Contending that the Attorney General had no reasonable cause to initiate the investigation, Herndon refused to comply with the Demands. A.R.S. § 44-1527 states:
“If any person fails or refuses to file any statement or report, or obey any subpoena issued by the attorney general, the attorney general may, after notice, apply to a superior court and, after hearing thereon, request the following order until the person files the statement or obeys the subpoena:
“1. Adjudging such person in contempt of court.
“2. Granting injunctive relief, restraining the sale or advertisement of merchandise by such person which is subject to the charge of being an unlawful practice as defined in this article.
“3. Granting such other relief as the court may deem proper.
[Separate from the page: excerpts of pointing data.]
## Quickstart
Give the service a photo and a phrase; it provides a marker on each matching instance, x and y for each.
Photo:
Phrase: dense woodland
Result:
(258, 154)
As amended Laws 1972, ch. 49 § 3.”
Pursuant to this enforcement provision, the Attorney General on July 2,1976, applied to the Superior Court of Maricopa County for an order to Herndon to show cause why he should not be adjudged in contempt of court and be enjoined from advertising and selling merchandise until he complied with the commands of the Attorney General. The trial judge issued the order returnable July 30, 1976. Appellee reacted to the order by filing a Notice of Taking Deposition and Subpoena Duces Tecum to Arthur Garcia, Assistant Attorney General on July 9, 1976, which deposition was to be taken on July 16, 1976. The subpoena commanded that the Attorney General produce “any and all records relating to the above entitled matter, including but not limited to all writings, notes, records, documents, letters, contracts, agreements or complaints; any evidence of any probable cause that there has been a violation of the statute; any and all copies of reports of investigators, agents or employees of Petitioner wherein contact was made with Respondent or his agents or employees”.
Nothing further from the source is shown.